After training, the shadow model can distinguish between data points from the target machine learning model’s training set and new information that it hasn’t seen before. Next, the attacker can develop training data for the attack models (the model that will predict whether a sample is from the training set or not). The inputs for the attack models are the confidence levels and the “in” or “out” label for samples.
It might be challenging to develop shadow models for deep reinforcement learning agents since the target model is trained sequentially. Therefore, researchers accomplished this stage in multiple phases.
First, they give the reinforcement learning model trainer a fresh batch of public data trajectories and watch the trajectories the target model produces. An attack trainer uses the input and output trajectories to train a machine learning classifier to recognize input trajectories that were utilized during the training of the target reinforcement learning model. The classifier is then given additional trajectory data, which it categorizes as training members or novel data samples.
The researchers used “batch-constrained deep Q learning” (BCQ), a cutting-edge off-policy reinforcement learning method that has demonstrated outstanding performance in control tasks, for their investigation. However, they claim that other off-policy reinforcement learning models could also be targeted using their membership inference attack method.
The team experimented with a variety of trajectory lengths, single versus multiple trajectories, and correlated versus decorrelated trajectories while evaluating their membership inference attacks. They discovered that their proposed attack framework successfully predicts the reinforcement learning model training data points.

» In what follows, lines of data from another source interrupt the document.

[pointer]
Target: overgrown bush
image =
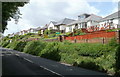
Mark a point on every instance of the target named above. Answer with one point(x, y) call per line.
point(51, 51)
point(34, 47)
point(5, 43)
point(20, 46)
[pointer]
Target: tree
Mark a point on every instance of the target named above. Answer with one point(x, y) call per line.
point(10, 10)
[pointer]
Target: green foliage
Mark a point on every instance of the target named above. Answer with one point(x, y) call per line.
point(10, 10)
point(5, 43)
point(51, 51)
point(52, 35)
point(34, 47)
point(113, 42)
point(117, 60)
point(20, 46)
point(46, 32)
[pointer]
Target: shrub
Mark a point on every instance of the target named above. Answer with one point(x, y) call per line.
point(34, 47)
point(5, 43)
point(20, 46)
point(12, 45)
point(117, 68)
point(113, 42)
point(51, 51)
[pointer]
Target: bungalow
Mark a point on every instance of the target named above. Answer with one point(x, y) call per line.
point(62, 24)
point(52, 25)
point(11, 35)
point(43, 29)
point(110, 21)
point(84, 21)
point(33, 30)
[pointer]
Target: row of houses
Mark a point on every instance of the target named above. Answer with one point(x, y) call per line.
point(23, 32)
point(90, 22)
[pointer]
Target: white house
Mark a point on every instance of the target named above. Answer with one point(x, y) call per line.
point(110, 22)
point(84, 21)
point(62, 24)
point(52, 26)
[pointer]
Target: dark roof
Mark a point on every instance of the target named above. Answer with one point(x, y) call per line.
point(84, 14)
point(112, 16)
point(64, 21)
point(54, 22)
point(91, 17)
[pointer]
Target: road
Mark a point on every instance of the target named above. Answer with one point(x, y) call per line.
point(16, 64)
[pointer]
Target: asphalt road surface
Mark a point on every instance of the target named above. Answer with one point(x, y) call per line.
point(18, 64)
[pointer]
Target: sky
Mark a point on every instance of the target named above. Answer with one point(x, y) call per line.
point(38, 13)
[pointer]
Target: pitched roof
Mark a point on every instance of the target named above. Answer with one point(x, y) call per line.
point(64, 21)
point(54, 22)
point(91, 17)
point(112, 16)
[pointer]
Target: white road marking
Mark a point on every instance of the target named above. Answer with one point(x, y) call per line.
point(51, 71)
point(28, 60)
point(45, 68)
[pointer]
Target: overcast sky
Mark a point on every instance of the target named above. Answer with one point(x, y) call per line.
point(37, 13)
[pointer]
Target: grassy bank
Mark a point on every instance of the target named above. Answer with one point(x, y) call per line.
point(100, 57)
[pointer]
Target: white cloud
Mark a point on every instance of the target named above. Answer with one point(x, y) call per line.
point(40, 12)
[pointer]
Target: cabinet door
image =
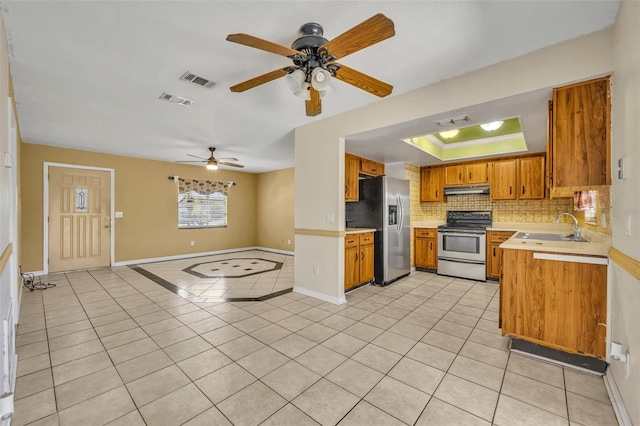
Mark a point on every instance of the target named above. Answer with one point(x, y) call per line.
point(432, 253)
point(531, 178)
point(503, 180)
point(351, 168)
point(582, 134)
point(555, 303)
point(351, 267)
point(494, 260)
point(431, 184)
point(421, 252)
point(454, 175)
point(476, 173)
point(366, 263)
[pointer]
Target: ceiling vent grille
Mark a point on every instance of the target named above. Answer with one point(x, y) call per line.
point(200, 81)
point(175, 99)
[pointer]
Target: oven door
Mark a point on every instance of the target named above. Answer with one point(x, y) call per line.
point(462, 245)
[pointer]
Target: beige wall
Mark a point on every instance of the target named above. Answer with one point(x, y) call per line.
point(274, 218)
point(319, 146)
point(625, 200)
point(148, 200)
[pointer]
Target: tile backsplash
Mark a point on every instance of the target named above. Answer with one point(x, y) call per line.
point(503, 211)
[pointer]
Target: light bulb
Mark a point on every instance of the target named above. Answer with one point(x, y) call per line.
point(320, 79)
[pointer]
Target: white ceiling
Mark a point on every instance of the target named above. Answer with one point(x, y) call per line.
point(88, 74)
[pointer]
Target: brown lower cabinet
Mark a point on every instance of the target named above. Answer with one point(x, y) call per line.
point(426, 248)
point(494, 252)
point(358, 259)
point(548, 300)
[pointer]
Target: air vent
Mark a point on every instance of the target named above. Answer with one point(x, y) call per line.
point(200, 81)
point(175, 99)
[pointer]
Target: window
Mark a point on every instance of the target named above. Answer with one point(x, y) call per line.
point(197, 210)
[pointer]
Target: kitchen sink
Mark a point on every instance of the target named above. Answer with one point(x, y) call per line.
point(550, 237)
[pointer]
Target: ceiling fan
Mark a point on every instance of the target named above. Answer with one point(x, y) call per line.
point(314, 60)
point(212, 162)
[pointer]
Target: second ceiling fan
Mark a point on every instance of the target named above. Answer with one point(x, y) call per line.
point(314, 59)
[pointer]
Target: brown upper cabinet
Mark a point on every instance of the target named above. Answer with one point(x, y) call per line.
point(432, 184)
point(466, 174)
point(351, 170)
point(580, 135)
point(517, 179)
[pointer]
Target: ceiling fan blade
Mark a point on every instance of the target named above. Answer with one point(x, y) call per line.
point(202, 158)
point(266, 45)
point(372, 31)
point(363, 81)
point(261, 79)
point(224, 163)
point(314, 105)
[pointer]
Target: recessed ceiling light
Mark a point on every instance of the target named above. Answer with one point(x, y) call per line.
point(453, 120)
point(449, 133)
point(494, 125)
point(200, 81)
point(175, 99)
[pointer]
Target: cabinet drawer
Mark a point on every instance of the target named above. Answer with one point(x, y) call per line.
point(499, 237)
point(366, 238)
point(351, 241)
point(425, 233)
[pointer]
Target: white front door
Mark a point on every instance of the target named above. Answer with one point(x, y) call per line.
point(79, 219)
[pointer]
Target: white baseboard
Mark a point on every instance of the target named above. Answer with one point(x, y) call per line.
point(288, 253)
point(200, 254)
point(321, 296)
point(616, 400)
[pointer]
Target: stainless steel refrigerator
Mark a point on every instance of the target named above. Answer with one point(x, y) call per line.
point(384, 206)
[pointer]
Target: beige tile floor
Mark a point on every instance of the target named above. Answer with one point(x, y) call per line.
point(109, 346)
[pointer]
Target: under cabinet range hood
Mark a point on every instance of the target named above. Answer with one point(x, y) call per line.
point(466, 190)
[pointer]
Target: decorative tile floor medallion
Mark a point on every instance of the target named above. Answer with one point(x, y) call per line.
point(245, 276)
point(234, 267)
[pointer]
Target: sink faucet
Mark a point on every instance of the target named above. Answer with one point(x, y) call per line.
point(576, 229)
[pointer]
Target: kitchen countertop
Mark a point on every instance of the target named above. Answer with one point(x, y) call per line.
point(427, 223)
point(349, 231)
point(598, 244)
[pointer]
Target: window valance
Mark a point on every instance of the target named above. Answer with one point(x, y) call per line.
point(203, 187)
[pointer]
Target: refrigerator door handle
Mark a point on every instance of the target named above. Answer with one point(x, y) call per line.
point(401, 214)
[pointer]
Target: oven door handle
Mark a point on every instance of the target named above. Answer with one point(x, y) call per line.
point(462, 234)
point(473, 262)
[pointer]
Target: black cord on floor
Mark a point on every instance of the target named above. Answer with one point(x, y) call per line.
point(29, 281)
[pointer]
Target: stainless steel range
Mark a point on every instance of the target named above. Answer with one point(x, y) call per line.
point(462, 244)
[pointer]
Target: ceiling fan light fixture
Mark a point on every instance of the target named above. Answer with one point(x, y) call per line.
point(320, 79)
point(449, 133)
point(494, 125)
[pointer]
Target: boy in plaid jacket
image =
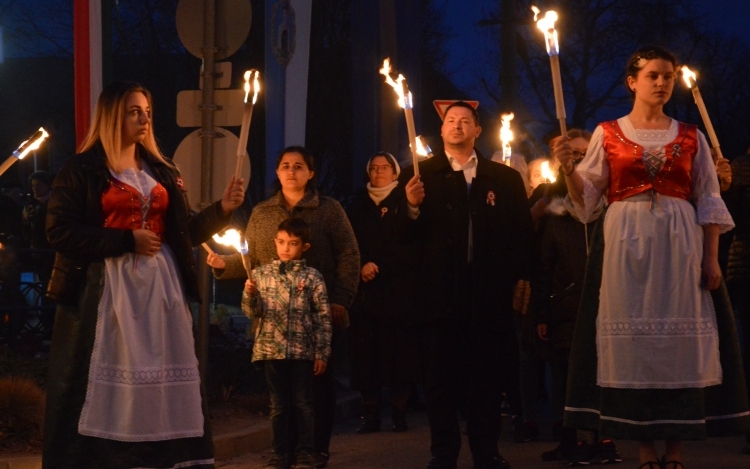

The results show that using deep reinforcement learning entails significant privacy implications.
According to their findings, attacks with multiple trajectories are more effective than those with just one. In addition, attack accuracy rises as trajectories get longer and become more connected to one another.
Aside from the temporal correlations recorded by the trained policy’s characteristics, considering the enhanced performance of membership inference attacks collective mode performance, the adversary could also take advantage of the cross-correlation between the training trajectories of the target policy.
The researchers note that this inherently means that an attacker needs a more sophisticated learning architecture and hyper-parameter tuning to avail use of the cross-correlation between training trajectories and the temporal correlation within a trajectory.